Frida Hyvonen- A singer-songwriter who takes the weird, crunchy connotations out of that title, Frida Hyvonen is a woefully-underrated wonder. With a voice somehow both buoyant and forlorn, the Swede’s songs remind the listener of Tobias Wolff’s prose: idealistic young things get old without realizing it, fight against their small town realities, and are sad but not shattered when they’re still stuck there. One line in 2008’s “Dirty Dancing” perfectly recalls the upheaval of first rejection: “He told me no/And how my young heart broke/And how a cold new world unraveled.” In 2005, the choreographer Dorte Olsen asked Hyvonen to compose the score for PUDEL, a Swedish dance performance. Playing the songs onstage, Hyvonen’s expressive lyrics found their bodies. Her tales of quiet rebellion and new resolve will make a home in you as well.

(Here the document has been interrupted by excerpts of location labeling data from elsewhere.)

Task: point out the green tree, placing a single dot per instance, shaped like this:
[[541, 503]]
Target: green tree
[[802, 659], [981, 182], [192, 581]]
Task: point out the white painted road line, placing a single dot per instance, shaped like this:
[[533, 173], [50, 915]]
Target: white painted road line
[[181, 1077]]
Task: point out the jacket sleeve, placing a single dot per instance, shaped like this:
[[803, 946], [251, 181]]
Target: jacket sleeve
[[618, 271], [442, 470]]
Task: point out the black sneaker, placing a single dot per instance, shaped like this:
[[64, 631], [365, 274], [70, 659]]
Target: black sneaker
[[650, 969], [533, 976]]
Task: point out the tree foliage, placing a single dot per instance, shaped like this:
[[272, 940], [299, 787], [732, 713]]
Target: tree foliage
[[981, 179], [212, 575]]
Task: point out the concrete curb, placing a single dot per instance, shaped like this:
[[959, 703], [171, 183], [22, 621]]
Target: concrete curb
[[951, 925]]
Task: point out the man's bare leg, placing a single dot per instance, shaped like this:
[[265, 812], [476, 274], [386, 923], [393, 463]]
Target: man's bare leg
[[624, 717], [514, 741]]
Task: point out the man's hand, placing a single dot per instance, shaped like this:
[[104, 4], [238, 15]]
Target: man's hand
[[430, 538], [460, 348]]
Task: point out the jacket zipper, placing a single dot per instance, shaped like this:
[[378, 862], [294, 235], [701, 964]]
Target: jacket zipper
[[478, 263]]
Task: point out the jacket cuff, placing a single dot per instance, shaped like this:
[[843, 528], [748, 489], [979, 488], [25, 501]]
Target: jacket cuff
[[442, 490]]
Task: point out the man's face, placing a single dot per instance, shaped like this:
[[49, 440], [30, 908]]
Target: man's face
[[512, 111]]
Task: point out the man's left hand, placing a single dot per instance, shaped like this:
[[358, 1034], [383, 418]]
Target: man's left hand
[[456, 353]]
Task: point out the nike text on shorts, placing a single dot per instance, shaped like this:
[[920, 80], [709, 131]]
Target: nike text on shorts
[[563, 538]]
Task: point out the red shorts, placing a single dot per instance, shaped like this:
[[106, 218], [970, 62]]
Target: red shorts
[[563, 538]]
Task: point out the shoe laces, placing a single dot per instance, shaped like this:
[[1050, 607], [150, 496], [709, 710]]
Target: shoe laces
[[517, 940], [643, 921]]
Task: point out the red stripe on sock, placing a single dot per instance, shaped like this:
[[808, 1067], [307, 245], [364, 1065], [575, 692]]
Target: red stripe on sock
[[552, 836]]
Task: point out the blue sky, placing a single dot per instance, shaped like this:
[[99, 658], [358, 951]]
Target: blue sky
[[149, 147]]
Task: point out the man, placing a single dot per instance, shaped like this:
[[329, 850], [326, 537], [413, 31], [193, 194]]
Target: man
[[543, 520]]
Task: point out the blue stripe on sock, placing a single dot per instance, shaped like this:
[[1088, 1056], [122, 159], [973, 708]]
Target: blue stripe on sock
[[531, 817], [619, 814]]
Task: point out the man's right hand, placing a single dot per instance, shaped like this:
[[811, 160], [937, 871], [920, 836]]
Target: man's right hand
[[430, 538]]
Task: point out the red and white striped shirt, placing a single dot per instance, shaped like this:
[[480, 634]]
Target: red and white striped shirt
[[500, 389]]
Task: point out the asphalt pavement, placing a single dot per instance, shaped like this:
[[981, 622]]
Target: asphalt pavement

Perfume Genius- A great storyteller is one who gives voice to tales not often told. For Mike Hadreas, that means recounting, with aching aplomb, a legacy of self-doubt, drug addiction, sexual identity crises and abuse. Hadreas is the lone member of indie-pop act Perfume Genius, a project he began in his mother’s Washington basement after drying out for good. In Hadreas’ hands, topics that could easily linger in self-pity or rote emollience turn more complex, into dynamic and incredibly intimate meditations on love’s many faces, guilt, and learning to carry the past without letting it bury you. His stories cast a surreal mood entirely their own—incredibly dark subject matter is buoyed by Hadreas’ hopeful, almost childlike lilt, a voice that always sounds like its just finished crying, but is better for the weeping done.  A standout track from his 2008 debut, “Mr. Peterson,” finds Hadreas shying away from the easy characterization of a high school teacher with whom he had one of his first sexual experiences. In Hadreas’ hands, he’s both an abuser and a torn instructor, the first tangible example of a gay man in his life, a man who eventually threw himself off a building. The last line, a gut punch, offers no easy answers: “I hope there’s room for you up above/ or down below.”

John Darnielle- If I ever was going to nominate someone the modern Dylan, an absurd task in itself, John Darnielle would be damn hard to beat. The Mountain Goats frontman has spun tales like no one I’ve seen since—well, you know. But it’s the simple triumphs, the mundane heartbreaks that intrigue him as much as the mythic and the biblical—though he’s done that too (“Grendel’s Mother,” “Love, Love, Love”  etc.). The Mountain Goats’ LP “All Hail West Texas” plays like a 90’s “Winesburg, Ohio”; a series of short brutal vignettes on small town life resurrected on the lo-fi track with nothing but a buzzing acoustic and his triumphant wine. “This Year” arguably their most popular song, is one of Darnielle’s most autobiographical, following an angst-ridden teenager as he careens from arcade brawl to girl’s kiss to vicious showdown with his abusive stepfather in the garage. The line about Kathy, his first love, kills me every time: “Locking eyes/Holding hands/Twin high-maintenance machines.” At his best, Darnielle is more than man; he’s a goddamn prophet.